Looking at the Slumps of Flyers Stars Scott Hartnell and Claude Giroux
So when things are off with them, the rest of the team can struggle, and that is exactly what has happened during this lockout-shortened season. There are a number of possible reasons for their respective slumps, which I will delve into later, but right now let's just analyze the actual slumps themselves.
First we have Giroux, who was just named captain this past offseason and has officially become the leader of the team and one of the most recognizable figures in the NHL. He's a bright young star who will play a large role in the success of both the Flyers organization and all of hockey in general.
Last year, Giroux scored 93 points in 77 games, meaning he scored at about a 1.21 point-per-game rate. This season, he has just 28 points in 31 games, giving him a points-per-game rate of about 0.90.
Towards the beginning of the season, Giroux had a streak of 14 games where he tallied just one goal. Recently, he went through another rough patch, scoring just one goal over seven games. He also has just one multi-goal game.
But the most concerning thing with Giroux is how sharply his assist rate has fallen. This year he is averaging roughly 0.58 assists per game, compared to 0.84 last season. And that's where we get to Hartnell, the player who is often on the other end of those assists.
Hartnell had a career year in 2011-'12, tallying 37 goals for the Flyers. This season, he has just two. A big part of that is having his season cut in half due to injury—he has only played in 15 games so far this year).
But even in 15 games, two goals is about five too few for a guy whose main job is to put the puck in the net. He has taken 40 shots this season, so his goal total can't be blamed on not getting enough space to shoot. He simply hasn't done his job.
Also frightening are both players' plus/minus totals. Hartnell's dropped from plus-19 last season to a minus-two this year, while Giroux's went from plus-six to minus-nine. They aren't producing enough offensively, and it is hurting them on both ends of the ice.
Maybe a lot of their trouble has to do with Hartnell's injury.
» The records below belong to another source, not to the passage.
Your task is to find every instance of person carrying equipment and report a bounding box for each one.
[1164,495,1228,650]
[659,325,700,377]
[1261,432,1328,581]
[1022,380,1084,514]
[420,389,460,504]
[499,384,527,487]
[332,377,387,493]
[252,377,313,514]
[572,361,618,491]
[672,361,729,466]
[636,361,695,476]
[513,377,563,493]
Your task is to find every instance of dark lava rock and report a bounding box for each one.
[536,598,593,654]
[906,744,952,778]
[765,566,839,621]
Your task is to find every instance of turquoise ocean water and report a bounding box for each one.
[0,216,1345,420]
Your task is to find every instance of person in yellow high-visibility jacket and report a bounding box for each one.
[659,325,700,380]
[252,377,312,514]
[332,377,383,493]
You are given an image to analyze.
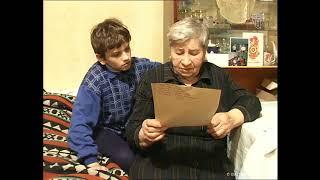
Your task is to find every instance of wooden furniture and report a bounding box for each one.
[173,0,278,94]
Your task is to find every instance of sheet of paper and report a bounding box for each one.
[151,83,221,127]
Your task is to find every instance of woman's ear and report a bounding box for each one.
[96,53,106,65]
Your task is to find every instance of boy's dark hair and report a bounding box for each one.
[91,18,131,58]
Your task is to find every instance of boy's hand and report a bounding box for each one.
[87,162,108,171]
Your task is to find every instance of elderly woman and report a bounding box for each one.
[126,18,261,179]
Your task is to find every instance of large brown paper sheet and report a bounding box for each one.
[151,83,221,127]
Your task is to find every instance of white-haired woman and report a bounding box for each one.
[126,18,261,179]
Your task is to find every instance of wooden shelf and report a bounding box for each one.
[222,66,278,69]
[223,66,278,94]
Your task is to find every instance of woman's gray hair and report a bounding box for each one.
[167,17,209,49]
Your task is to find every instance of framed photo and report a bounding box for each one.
[242,32,263,66]
[229,37,249,66]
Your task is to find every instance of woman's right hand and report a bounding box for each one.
[139,119,167,148]
[87,162,108,171]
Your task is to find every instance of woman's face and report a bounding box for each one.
[170,39,205,81]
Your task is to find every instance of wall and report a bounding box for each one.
[43,1,165,91]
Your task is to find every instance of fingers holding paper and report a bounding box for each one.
[207,112,233,139]
[139,119,167,147]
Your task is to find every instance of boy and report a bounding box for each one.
[68,18,160,172]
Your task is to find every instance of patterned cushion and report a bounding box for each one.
[43,90,129,180]
[43,91,76,111]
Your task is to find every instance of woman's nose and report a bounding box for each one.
[181,56,191,66]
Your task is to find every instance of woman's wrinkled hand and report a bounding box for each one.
[139,119,167,147]
[207,112,233,139]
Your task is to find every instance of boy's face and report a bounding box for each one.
[96,43,131,71]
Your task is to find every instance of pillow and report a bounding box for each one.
[43,91,76,111]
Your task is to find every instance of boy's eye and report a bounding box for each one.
[176,50,184,55]
[189,50,199,56]
[124,46,130,52]
[111,52,121,57]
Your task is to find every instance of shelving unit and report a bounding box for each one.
[173,0,278,94]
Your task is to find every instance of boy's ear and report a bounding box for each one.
[96,54,106,65]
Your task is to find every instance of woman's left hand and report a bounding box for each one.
[207,112,233,139]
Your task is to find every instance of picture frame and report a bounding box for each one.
[242,32,264,66]
[228,37,249,66]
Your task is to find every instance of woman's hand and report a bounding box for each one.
[208,112,232,139]
[139,119,167,148]
[207,109,244,139]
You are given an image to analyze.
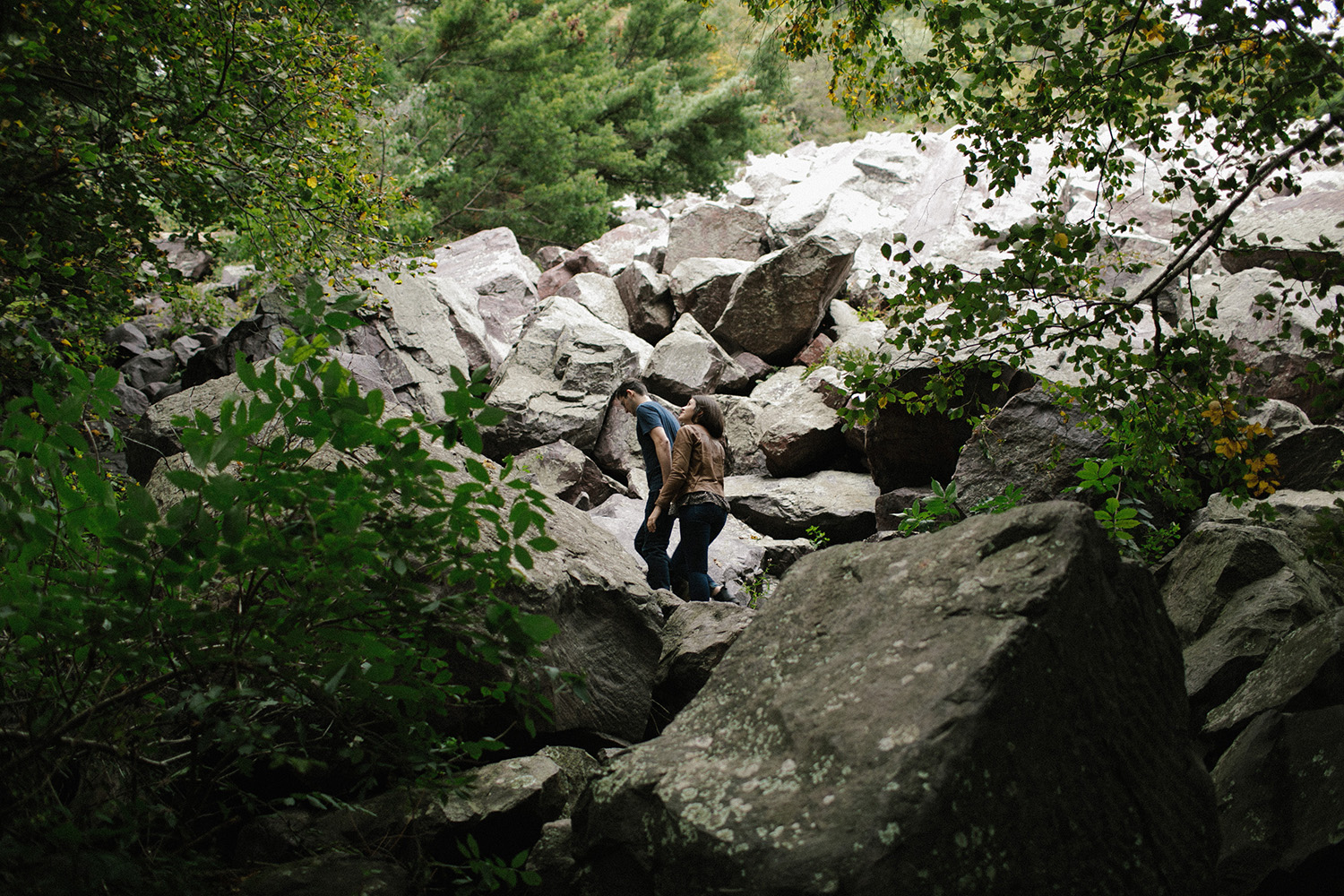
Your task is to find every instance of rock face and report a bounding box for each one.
[1159,522,1339,728]
[663,202,771,273]
[954,385,1107,508]
[574,503,1218,896]
[483,296,653,457]
[723,470,878,544]
[712,237,854,364]
[1214,705,1344,896]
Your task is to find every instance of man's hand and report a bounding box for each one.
[650,426,672,482]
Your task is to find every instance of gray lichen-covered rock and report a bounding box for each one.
[1214,705,1344,896]
[483,296,653,457]
[865,366,1032,492]
[712,237,855,364]
[556,272,631,331]
[663,202,771,275]
[1196,489,1344,552]
[757,388,854,477]
[574,503,1218,896]
[956,385,1107,508]
[719,395,769,476]
[518,441,625,511]
[1268,426,1344,492]
[435,227,542,347]
[644,314,747,403]
[1207,610,1344,732]
[237,747,599,863]
[653,602,755,719]
[1158,522,1339,726]
[672,258,752,328]
[725,470,878,544]
[615,262,676,342]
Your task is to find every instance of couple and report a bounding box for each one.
[612,380,728,600]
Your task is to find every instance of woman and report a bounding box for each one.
[645,395,728,600]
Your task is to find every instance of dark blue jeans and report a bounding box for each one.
[634,489,676,589]
[672,504,728,600]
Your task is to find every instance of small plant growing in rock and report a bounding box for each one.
[808,525,831,551]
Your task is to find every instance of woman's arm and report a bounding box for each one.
[656,423,695,508]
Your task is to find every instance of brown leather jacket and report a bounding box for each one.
[658,423,725,511]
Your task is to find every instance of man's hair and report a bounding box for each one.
[612,380,650,401]
[693,395,723,441]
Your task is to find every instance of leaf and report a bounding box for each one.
[518,613,561,643]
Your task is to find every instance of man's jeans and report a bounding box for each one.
[634,489,676,589]
[672,504,728,600]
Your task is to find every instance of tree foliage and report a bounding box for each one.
[745,0,1344,504]
[0,290,558,892]
[0,0,403,349]
[376,0,779,246]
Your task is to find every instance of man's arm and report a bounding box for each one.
[650,426,672,482]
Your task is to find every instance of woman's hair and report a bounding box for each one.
[691,395,723,442]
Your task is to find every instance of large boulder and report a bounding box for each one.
[653,600,755,723]
[435,227,542,354]
[483,296,653,457]
[1214,705,1344,896]
[574,503,1218,896]
[712,237,855,364]
[1195,489,1344,555]
[663,202,771,272]
[1158,522,1339,728]
[757,378,855,478]
[236,747,599,870]
[719,395,769,476]
[725,470,878,544]
[865,366,1032,492]
[518,442,625,511]
[616,262,676,342]
[671,258,752,328]
[644,314,747,403]
[954,385,1107,508]
[1266,426,1344,492]
[1207,610,1344,732]
[360,272,472,420]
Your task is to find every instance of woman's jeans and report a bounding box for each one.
[672,504,728,600]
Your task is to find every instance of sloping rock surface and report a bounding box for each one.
[574,503,1218,896]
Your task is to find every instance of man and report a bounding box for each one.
[612,380,682,589]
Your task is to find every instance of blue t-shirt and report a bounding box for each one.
[634,401,682,495]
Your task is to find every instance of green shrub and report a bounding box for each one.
[0,288,559,892]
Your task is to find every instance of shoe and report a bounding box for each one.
[710,582,738,603]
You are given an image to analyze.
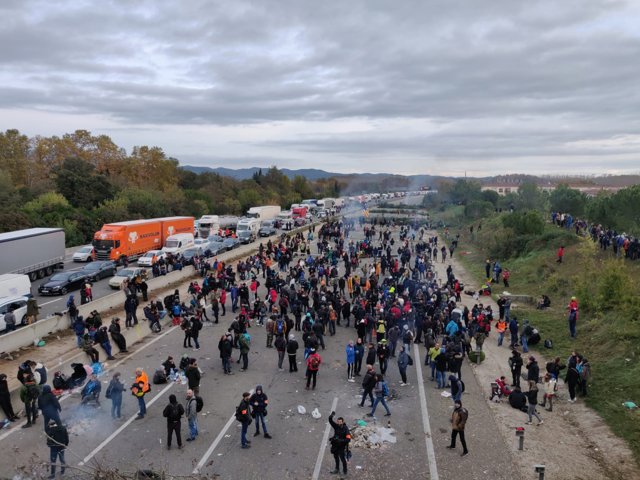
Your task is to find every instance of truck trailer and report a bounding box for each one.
[0,228,65,282]
[247,205,282,221]
[93,217,194,263]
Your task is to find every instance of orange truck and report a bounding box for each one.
[93,217,194,263]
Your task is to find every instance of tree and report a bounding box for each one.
[53,158,115,208]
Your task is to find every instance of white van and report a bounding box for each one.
[0,273,31,297]
[162,233,195,255]
[236,218,260,243]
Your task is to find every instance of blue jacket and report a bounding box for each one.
[345,345,356,363]
[445,320,458,337]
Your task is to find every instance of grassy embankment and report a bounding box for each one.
[434,207,640,458]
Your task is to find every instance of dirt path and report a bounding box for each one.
[430,236,640,480]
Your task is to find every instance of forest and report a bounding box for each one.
[0,130,345,246]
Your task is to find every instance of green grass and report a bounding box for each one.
[434,207,640,458]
The lack of a preseason and then Hartnell getting hurt quickly could throw off their chemistry, but they played together all of last season. That cannot, and should not be an excuse.
When they're on the ice, they need to be at their best. If they are struggling, it puts pressure on the third and fourth-line guys who don't have the offensive talent of the top liners.
Giroux and Hartnell need to figure out what's wrong and fix it quickly, because even if the Flyers don't make the playoffs, they need to have confidence in their top scorers to do what they're supposed to. Without their production and leadership, it will be impossible for Philadelphia to be successful.